Various deep learning-based methods have been used to detect and segment ovary, and antral follicles [
8,
30]. Li, Haoming et al. [
8] proposed an ovary and follicle segmentation model called CR-UNet, consisting of spatially recurrent neural networks incorporated into a standard U-Net. The recommended network has limitations in correctly delineating and detecting the follicles that are joined with each other [
30]. Gupta et al. [
31] developed a deep learning-based framework for ovarian volume computation that utilizes 3D US volumes and the axial orientation. The authors evaluated their methods on 20 3D ovarian US volumes that enhanced the grade of the 3D rendering of the ovary and addressed the issue of combined follicles in segmentation. Yang et al. [
32] introduced ovary and follicles segmentation using the contrastive rendering (C-Rend) framework. The authors employed the semi-supervised learning approach with C-Rend leveraging unlabeled 3D ultrasound for better performance. However, this study has some limitations during inference due to its hyperparameter default value which might not be the most suitable setting for each 3D US.
The clinical need to monitor the smaller follicles automatically and precisely, such as antral follicles (follicles that are 2–8 mm in average diameter) [
4] could not be met using the current AI segmentation technologies, due to some limitations, such as deep learning models overfitting and imaging artifacts. Therefore, the main aim of this paper is to develop an automated method for efficient ovary and follicles segmentation in ovarian TVUS images to facilitate measuring the size of the follicle.

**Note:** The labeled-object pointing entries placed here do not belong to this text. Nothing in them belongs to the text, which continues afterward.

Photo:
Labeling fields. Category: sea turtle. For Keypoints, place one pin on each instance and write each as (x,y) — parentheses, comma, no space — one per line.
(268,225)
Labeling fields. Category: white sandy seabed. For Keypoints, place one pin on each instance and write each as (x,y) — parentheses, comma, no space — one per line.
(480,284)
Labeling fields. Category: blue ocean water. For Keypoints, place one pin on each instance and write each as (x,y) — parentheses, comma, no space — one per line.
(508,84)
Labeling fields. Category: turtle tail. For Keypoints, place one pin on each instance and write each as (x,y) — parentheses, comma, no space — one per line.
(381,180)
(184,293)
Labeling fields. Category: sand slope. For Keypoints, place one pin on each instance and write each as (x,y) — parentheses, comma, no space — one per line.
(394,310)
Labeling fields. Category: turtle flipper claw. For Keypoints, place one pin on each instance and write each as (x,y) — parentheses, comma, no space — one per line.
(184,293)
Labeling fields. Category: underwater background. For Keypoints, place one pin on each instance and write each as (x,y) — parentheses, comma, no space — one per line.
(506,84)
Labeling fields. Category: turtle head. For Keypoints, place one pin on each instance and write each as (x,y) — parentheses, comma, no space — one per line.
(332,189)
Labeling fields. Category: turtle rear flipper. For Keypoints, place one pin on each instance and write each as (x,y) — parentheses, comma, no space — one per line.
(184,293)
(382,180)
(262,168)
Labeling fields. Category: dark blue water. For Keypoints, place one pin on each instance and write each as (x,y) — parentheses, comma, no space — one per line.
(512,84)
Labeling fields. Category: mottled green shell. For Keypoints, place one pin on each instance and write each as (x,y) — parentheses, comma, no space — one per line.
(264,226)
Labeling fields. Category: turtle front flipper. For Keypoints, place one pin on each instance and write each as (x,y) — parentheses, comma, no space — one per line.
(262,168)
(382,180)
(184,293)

Figure 2 shows the schematic view of our proposed framework. The framework incorporates three stages, i.e., ovary segmentation, follicle segmentation, and follicle counting. We designed a new segmentation method that replaces the standard 2D convolution layer with a harmonic convolution. In contrast, [
33] harmonic convolution combines the learned kernels with predefined filters for feature learning. This weighted combination reduces overfitting and computational complexity. The proposed HaTU-Net method effectively extracts the features that allow precise segmentation of the ovary and follicles from the US images. Moreover, we developed a new attention block that helps to improve the segmentation performance by encouraging the feature discriminability between the pixels and ignoring US imaging artifacts. In summary, our major contributions are in four folds:
We propose a segmentation network called HaTU-Net to segment ovaries and follicles from TVUS images.
We propose using harmonic convolution [
33] to replace the standard convolutional filter. The input image is first decomposed using the discrete cosine transform (DCT); these transformed signals are combined using learned weights.
We developed harmonic attention (HA) block to improve feature discriminability between the target and background pixels in the segmentation stage. The HA block encourages the features by avoiding the artifacts, and support for the HaTU-Net leads to improved segmentation results.
Our experimental results confirm HaTU-Net has shown significant improvement compared to the various state-of-the-art segmentation methods (U-Net [
15], AttentionU-Net [
17], R2U-Net [
34], U-Net++ [
35], and DeepLabv3+ [
18]).
The remainder of this paper is organized as follows:
Section 2 describes the dataset and methodology.
Section 3 explains our experimental results and highlights the limitations of the work.
Section 4 completes our study and suggests some future lines of research.